Rir dos percalços com que se tem de lidar nos serviços públicos é uma maneira de tentar salvaguardar alguma sanidade mental. Pelo que tenho visto, sorrir, ou mesmo gargalhar, nestas horas gera sempre alguma surpresa aos funcionários, que estão muito mais habituados a lidar com resmungos e palavrões.
- Pois não é preciso ficar assim! Até pode ser que esteja enganado e eu consiga resolver o assunto! - respondeu quase despeitada.
- Sim. Realmente se sair daqui com o contrato da água assinado, estava eu enganado e a senhora certa.
Sem mais conversa a zelosa funcionária pegou no telefone. Poucos minutos e duas chamadas depois, desligou.
- Está com sorte que já consegui confirmar com os serviços técnicos. A rua é a mesma e podemos fazer o contrato.
- Epá! Com essa é que eu não contava! E eu a pensar que era só em casa que eu nunca tinha razão.
Avançou-se então para as normais formalidades do contrato de fornecimento de água que foram despachadas em poucos minutos.
- Agora vai fazer assim: vai aos serviços técnicos e pede uma certidão de localização do imóvel. Quando lha entregarem, passa cá para eu tirar uma cópia e juntar a este processo que fica aqui a aguardar. Vai precisar dessa certidão também para ir à conservatória para actualizar a descrição do registo. Está a ver que isto até é simples!
- Realmente tem razão. Passe bem e obrigado.
Pensei para mim que a psicologia invertida não funciona apenas com os adolescentes.
Menos de duas horas depois, e já aliviado de 20 euros pela dita certidão de localização, dei mais um assunto por iniciado. Garantiram-me que em menos de um mês iria ser avisado de que já podia ir levantar o documento. A futura alteração da descrição do imóvel na Conservatória iria acarretar mais esperas e custos. Nada que não me leve a voltar a rir, quiçá a bandeiras despregadas, em frente a um ou mais funcionários.

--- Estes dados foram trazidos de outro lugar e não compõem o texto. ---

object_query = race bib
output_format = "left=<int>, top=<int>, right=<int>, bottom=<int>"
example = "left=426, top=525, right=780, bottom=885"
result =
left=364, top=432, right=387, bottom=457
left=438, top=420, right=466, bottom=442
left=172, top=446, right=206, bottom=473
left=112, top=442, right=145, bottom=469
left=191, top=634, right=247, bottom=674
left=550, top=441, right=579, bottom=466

No caminho para casa, dei por mim a pensar que se naquela rua existissem 10 prédios com 10 fracções cada, este processo iria ser repetido 100 vezes e os serviços municipais iriam arrecadar 2000 euros em certidões de localização. Mais tarde seriam efectuadas 100 alterações às respectivas descrições no Registo Predial.
Veio-me este episódio à memória após as garantias de reforma do estado dadas por Luís Montenegro na sua tomada de posse.

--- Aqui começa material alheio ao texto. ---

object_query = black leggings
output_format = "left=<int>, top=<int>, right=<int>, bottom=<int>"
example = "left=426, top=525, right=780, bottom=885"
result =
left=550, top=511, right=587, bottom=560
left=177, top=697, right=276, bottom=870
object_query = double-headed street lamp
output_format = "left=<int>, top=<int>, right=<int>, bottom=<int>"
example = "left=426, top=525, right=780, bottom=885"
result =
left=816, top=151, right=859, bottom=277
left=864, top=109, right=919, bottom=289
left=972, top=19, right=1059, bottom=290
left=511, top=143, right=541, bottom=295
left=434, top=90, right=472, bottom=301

Os serviços do estado exigem aos cidadãos documentos que são emitidos pelo próprio estado. Na sua labuta entre repartições e postos de atendimento, é banal ter de ir ao estado pagar por certidões e comprovativos, para então as levar a outro departamento do mesmo estado. Quando um cidadão recorre aos serviços públicos, sem dar por isso, torna-se num carteiro que, em vez de auferir de um salário, oferece o seu tempo e ainda tem de pagar pelas mensagens. Há uns tempos, um Einstein da burocracia inventou as mensagens temporárias. A validade dos códigos de acesso às várias certidões, que só para respirar é que ainda não são obrigatórias, foi um rasgo de genialidade. Quem teve a ideia deveria receber o prémio Nobel da Infâmia Burocrática. O cheque de 10 milhões de Coroas Suecas, que normalmente acompanha esse galardão, deveria ser substituído por 10 milhões de insultos, repetidos em 10 em 10 minutos.
Ofereço uma ideia. Em vez de digitalizar a burocracia, o estado devia recorrer àquela coisa chamada rede informática. Dizem-me que o blockchain garante a segurança e permitiria poupar anos de vida aos portugueses. Mas sabemos que existe demasiada gente a viver destes expedientes e por isso é impossível que o Governo tenha condições para um 25 de Abril deste calibre. Resta-me recordar Ruben A, quando disse que "em Portugal o óbvio é que é difícil". Eu, estóico, cumprirei com empenho a sentença de me rir às gargalhadas de cada vez que tenho de me armar em carteiro.